Князь Андрей любил танцовать, и желая поскорее отделаться от политических и умных разговоров, с которыми все обращались к нему, и желая поскорее разорвать этот досадный ему круг смущения, образовавшегося от присутствия государя, пошел танцовать и выбрал Наташу, потому что на нее указал ему Пьер и потому, что она первая из хорошеньких женщин попала ему на глаза; но едва он обнял этот тонкий, подвижной стан, и она зашевелилась так близко от него и улыбнулась так близко ему, вино ее прелести ударило ему в голову: он почувствовал себя ожившим и помолодевшим, когда, переводя дыханье и оставив ее, остановился и стал глядеть на танцующих.

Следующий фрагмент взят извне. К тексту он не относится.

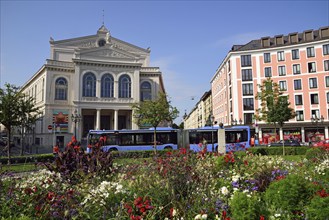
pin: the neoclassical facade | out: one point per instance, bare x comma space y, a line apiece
88, 83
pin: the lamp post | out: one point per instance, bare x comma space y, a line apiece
76, 118
212, 120
234, 122
315, 120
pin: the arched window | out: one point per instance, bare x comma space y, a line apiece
61, 89
107, 85
89, 85
146, 93
124, 86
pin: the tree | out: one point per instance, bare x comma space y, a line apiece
9, 110
274, 105
16, 109
154, 112
28, 114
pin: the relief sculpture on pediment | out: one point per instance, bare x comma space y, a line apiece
85, 44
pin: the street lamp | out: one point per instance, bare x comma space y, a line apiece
76, 118
212, 120
315, 120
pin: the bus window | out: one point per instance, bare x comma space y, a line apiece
126, 139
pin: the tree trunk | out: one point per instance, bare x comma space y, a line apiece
8, 145
22, 141
155, 140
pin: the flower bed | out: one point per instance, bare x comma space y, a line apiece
176, 185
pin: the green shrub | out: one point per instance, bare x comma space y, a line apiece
289, 197
318, 209
245, 207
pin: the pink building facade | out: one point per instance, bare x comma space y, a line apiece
298, 62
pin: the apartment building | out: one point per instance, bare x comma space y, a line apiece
298, 62
200, 115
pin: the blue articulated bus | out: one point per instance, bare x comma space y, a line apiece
237, 138
135, 140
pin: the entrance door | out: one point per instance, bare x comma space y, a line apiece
88, 124
122, 122
105, 122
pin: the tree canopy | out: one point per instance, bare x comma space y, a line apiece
16, 109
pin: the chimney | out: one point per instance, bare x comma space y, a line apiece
324, 32
265, 41
308, 35
293, 38
278, 39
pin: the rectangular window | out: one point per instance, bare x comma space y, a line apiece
313, 83
326, 49
311, 67
314, 99
267, 57
295, 54
245, 60
298, 84
296, 68
248, 104
310, 52
299, 116
247, 75
326, 65
247, 89
281, 56
298, 99
282, 70
283, 85
248, 118
268, 72
315, 113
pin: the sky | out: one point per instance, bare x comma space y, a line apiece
188, 39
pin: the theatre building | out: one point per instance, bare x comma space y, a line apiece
90, 82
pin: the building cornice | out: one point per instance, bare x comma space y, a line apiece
107, 64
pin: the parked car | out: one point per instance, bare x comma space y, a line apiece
288, 143
322, 143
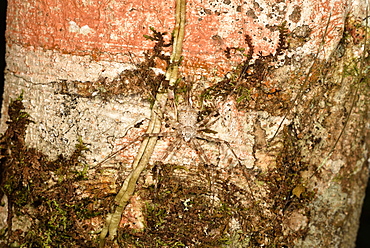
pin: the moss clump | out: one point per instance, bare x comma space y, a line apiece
42, 193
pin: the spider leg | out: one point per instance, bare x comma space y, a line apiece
197, 147
174, 146
205, 122
163, 134
116, 152
219, 141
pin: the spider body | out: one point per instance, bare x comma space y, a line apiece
186, 127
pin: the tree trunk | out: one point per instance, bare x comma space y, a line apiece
279, 106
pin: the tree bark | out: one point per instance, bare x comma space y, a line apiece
281, 88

После князя Андрея к Наташе подошел Борис, приглашая ее на танцы, подошел и тот танцор адъютант, начавший бал, и еще молодые люди, и Наташа, передавая своих излишних кавалеров Соне, счастливая и раскрасневшаяся, не переставала танцовать целый вечер. Она ничего не заметила и не видала из того, что занимало всех на этом бале. Она не только не заметила, как государь долго говорил с французским посланником, как он особенно милостиво говорил с такой то дамой, как принц такой то и такой то сделали и сказали то то, как Элен имела большой успех и удостоилась особенного внимания такого то; она не видала даже государя и заметила, что он уехал только потому, что после его отъезда бал более оживился. Один из веселых котильонов, перед ужином, князь Андрей опять танцовал с Наташей. Он напомнил ей о их первом свиданьи в отрадненской аллее и о том, как она не могла заснуть в лунную ночь, и как он невольно слышал ее. Наташа покраснела при этом напоминании и старалась оправдаться, как будто было что то стыдное в том чувстве, в котором невольно подслушал ее князь Андрей.

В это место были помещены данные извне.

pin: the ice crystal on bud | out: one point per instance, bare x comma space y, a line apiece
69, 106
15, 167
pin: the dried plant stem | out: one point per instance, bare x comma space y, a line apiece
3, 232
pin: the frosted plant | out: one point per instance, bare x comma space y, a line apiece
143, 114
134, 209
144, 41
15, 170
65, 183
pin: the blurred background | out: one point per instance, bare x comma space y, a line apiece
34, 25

Князь Андрей, как все люди, выросшие в свете, любил встречать в свете то, что не имело на себе общего светского отпечатка. И такова была Наташа, с ее удивлением, радостью и робостью и даже ошибками во французском языке. Он особенно нежно и бережно обращался и говорил с нею. Сидя подле нее, разговаривая с ней о самых простых и ничтожных предметах, князь Андрей любовался на радостный блеск ее глаз и улыбки, относившейся не к говоренным речам, а к ее внутреннему счастию. В то время, как Наташу выбирали и она с улыбкой вставала и танцовала по зале, князь Андрей любовался в особенности на ее робкую грацию. В середине котильона Наташа, окончив фигуру, еще тяжело дыша, подходила к своему месту. Новый кавалер опять пригласил ее. Она устала и запыхалась, и видимо подумала отказаться, но тотчас опять весело подняла руку на плечо кавалера и улыбнулась князю Андрею.
«Я бы рада была отдохнуть и посидеть с вами, я устала; но вы видите, как меня выбирают, и я этому рада, и я счастлива, и я всех люблю, и мы с вами всё это понимаем», и еще многое и многое сказала эта улыбка. Когда кавалер оставил ее, Наташа побежала через залу, чтобы взять двух дам для фигур.

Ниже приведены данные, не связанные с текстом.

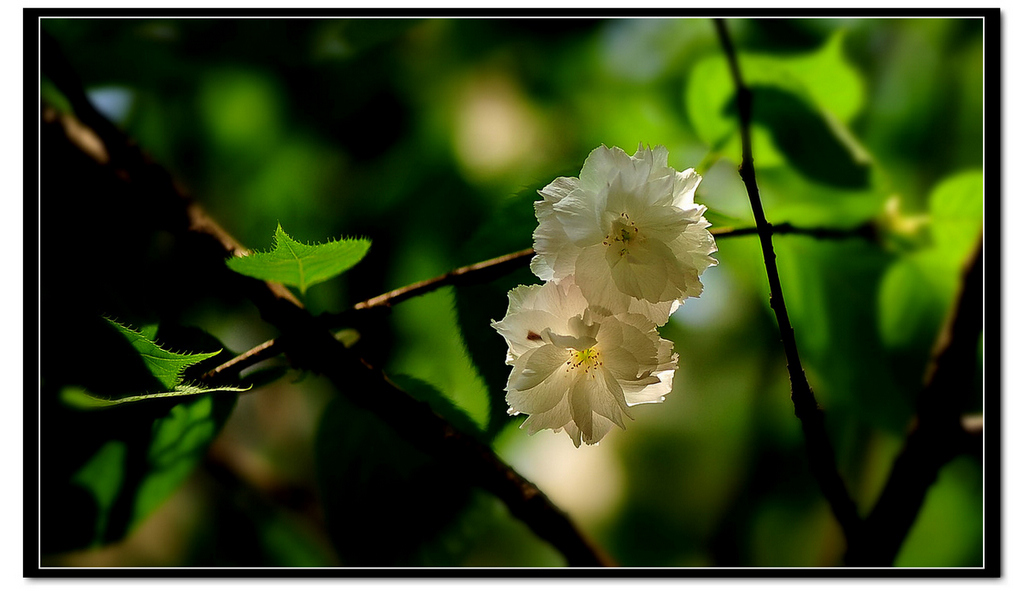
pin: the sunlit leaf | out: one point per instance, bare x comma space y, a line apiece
78, 397
102, 476
298, 264
913, 298
815, 143
801, 108
178, 440
441, 405
167, 367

«Ежели она подойдет прежде к своей кузине, а потом к другой даме, то она будет моей женой», сказал совершенно неожиданно сам себе князь Андрей, глядя на нее. Она подошла прежде к кузине.
«Какой вздор иногда приходит в голову! подумал князь Андрей; но верно только то, что эта девушка так мила, так особенна, что она не протанцует здесь месяца и выйдет замуж… Это здесь редкость», думал он, когда Наташа, поправляя откинувшуюся у корсажа розу, усаживалась подле него.
В конце котильона старый граф подошел в своем синем фраке к танцующим. Он пригласил к себе князя Андрея и спросил у дочери, весело ли ей? Наташа не ответила и только улыбнулась такой улыбкой, которая с упреком говорила: «как можно было спрашивать об этом?»
– Так весело, как никогда в жизни! – сказала она, и князь Андрей заметил, как быстро поднялись было ее худые руки, чтобы обнять отца и тотчас же опустились. Наташа была так счастлива, как никогда еще в жизни. Она была на той высшей ступени счастия, когда человек делается вполне доверчив и не верит в возможность зла, несчастия и горя.

Пьер на этом бале в первый раз почувствовал себя оскорбленным тем положением, которое занимала его жена в высших сферах. Он был угрюм и рассеян. Поперек лба его была широкая складка, и он, стоя у окна, смотрел через очки, никого не видя.
Наташа, направляясь к ужину, прошла мимо его.
Мрачное, несчастное лицо Пьера поразило ее. Она остановилась против него. Ей хотелось помочь ему, передать ему излишек своего счастия.
– Как весело, граф, – сказала она, – не правда ли?
Пьер рассеянно улыбнулся, очевидно не понимая того, что ему говорили.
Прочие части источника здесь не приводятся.